Schon GEZahlt? Nein Danke! Internetfähige PC in Büros, die nach Anweisung nur zu dienstlichen Zwecken genutzt werden dürfen, sind nicht als neuartige Rundfunkempfangsgeräte rundfunk-gebührenpflichtig. Mit dieser Begründung hat das VG Berlin der Klage eines Verbandes stattgegeben, der sich gegen die Zahlung von Rundfunkgebühren für die in seinen Räumen aufgestellten Dienst-computer gewandt hatte.
Nach dem
Rundfunkgebührenstaatsvertrag (RGebStV) hat jeder Rundfunkteilnehmer für jedes von ihm zum Empfang bereit gehaltene Rundfunkempfangsgerät eine Grundgebühr und für das Bereithalten jedes Fernsehgerätes jeweils zusätzlich eine Fernsehgebühr zu entrichten. Seit dem 01.01.2007 gilt die Gebührenpflicht grundsätzlich auch für sog. neuartige Rundfunkempfangsgeräte (insbesondere Rechner, die Rundfunkprogramme ausschließlich über Angebote aus dem Internet wiedergeben können) im nicht-ausschließlich privaten Bereich (dazu auch der Beitrag:
Geschäftlich benutzte PCs: Schon GEZahlt?).
Der Kläger hatte daraufhin im November 2006 seine Computer beim Rundfunk Berlin-Brandenburg angemeldet und zunächst hierfür auch Rundfunkgebühren brav entrichtet. Nach Änderung seiner Rechts-auffassung meldete er die PC wieder ab.
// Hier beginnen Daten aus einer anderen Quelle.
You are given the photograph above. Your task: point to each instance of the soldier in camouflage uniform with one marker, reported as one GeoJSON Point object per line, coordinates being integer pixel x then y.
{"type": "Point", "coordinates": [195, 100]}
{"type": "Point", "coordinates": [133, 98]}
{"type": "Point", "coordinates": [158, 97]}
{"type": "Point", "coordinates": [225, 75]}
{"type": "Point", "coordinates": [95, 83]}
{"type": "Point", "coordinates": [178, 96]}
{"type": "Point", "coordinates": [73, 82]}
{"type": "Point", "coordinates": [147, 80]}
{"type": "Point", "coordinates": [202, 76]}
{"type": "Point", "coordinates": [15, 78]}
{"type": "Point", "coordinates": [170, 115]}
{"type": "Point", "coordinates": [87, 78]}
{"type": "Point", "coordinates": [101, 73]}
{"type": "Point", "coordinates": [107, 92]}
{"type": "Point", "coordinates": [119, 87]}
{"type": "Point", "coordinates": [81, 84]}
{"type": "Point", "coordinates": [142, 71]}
Daraufhin setzte der Beklagte Rundfunkgebühren zuzüglich eines Säumniszuschlages gegenüber dem Kläger fest, da es auf die konkrete Nutzung der Geräte nicht ankomme. Hiergegen wandte sich der Kläger mit seiner Klage.
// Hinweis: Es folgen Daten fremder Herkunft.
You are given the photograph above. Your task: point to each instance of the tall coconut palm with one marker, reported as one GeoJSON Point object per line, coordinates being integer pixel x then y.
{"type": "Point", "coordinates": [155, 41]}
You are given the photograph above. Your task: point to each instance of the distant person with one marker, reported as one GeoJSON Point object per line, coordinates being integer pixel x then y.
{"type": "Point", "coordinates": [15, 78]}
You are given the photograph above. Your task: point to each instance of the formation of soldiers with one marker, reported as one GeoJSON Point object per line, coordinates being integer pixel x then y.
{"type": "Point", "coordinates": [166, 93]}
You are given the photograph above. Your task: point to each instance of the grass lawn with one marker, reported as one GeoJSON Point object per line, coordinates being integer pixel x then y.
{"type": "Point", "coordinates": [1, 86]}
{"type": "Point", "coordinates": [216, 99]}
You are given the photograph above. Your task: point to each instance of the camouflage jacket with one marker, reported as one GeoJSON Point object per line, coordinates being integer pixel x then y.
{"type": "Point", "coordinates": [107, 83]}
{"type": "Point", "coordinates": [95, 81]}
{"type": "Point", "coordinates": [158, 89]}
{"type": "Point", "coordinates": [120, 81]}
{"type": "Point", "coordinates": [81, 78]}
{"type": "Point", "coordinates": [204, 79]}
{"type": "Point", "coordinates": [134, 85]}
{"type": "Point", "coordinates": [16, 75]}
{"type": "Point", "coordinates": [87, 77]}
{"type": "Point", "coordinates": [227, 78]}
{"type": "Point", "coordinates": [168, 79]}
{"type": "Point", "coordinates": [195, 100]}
Die 27. Kammer am VG Berlin folgte der Argumentation des Beklagten nicht. Zwar seien
PC nach der gesetzlichen Definition des RGebStV ohne Zweifel als Rundfunkempfangsgeräte anzusehen. Dieses Ergebnis bedürfe jedoch dann einer Korrektur, wenn der Eigentümer oder Besitzer das Gerät typischerweise gerade nicht zum Empfang von Rundfunkdarbietungen nutze; ansonsten werde die Rundfunkgebühr in diesem Fall zu einer bloßen Besitzabgabe.
Internetfähige PC würden aber typischerweise nicht zum Empfang von Rundfunk-darbietungen genutzt; vielmehr stelle dies auch gegenwärtig noch einen Ausnahmefall dar (vgl.
VG Berlin, Urt. v. 17.12.2008 - VG 27 A 245.08).
Die Nutzung von PC in Unternehmen oder Behörden erfolge - so die Berliner Richter - in erster Linie zu Zwecken der Informationsbeschaffung und –verarbeitung, für telekommunikative Anwendungen, als Datenbank oder zur Textverarbeitung. Wäre die Nutzung des Internets aber zwangsläufig mit einer Rundfunkgebührenpflicht verbunden – und diese Gebührenpflicht nur vermeidbar, indem der Betroffene auf die Internetnutzung verzichtet -, liege hierin möglicherweise auch ein Eingriff in das Grundrecht der Informationsfreiheit. Denn dadurch sei der Zugang zu an sich frei verfügbaren Informationen nicht mehr ungehindert möglich, obwohl die im Internet angebotenen Rundfunkdarbietungen für den Nutzer nur eine aufgedrängte Verwendungsmöglichkeit darstellen, die er nicht beeinflussen könne. Damit verliere die Rundfunkgebühr in diesen Fällen ihren Charakter als Beitrag für die Rundfunkteilnehmerschaft und stelle eine unzulässige Steuer dar.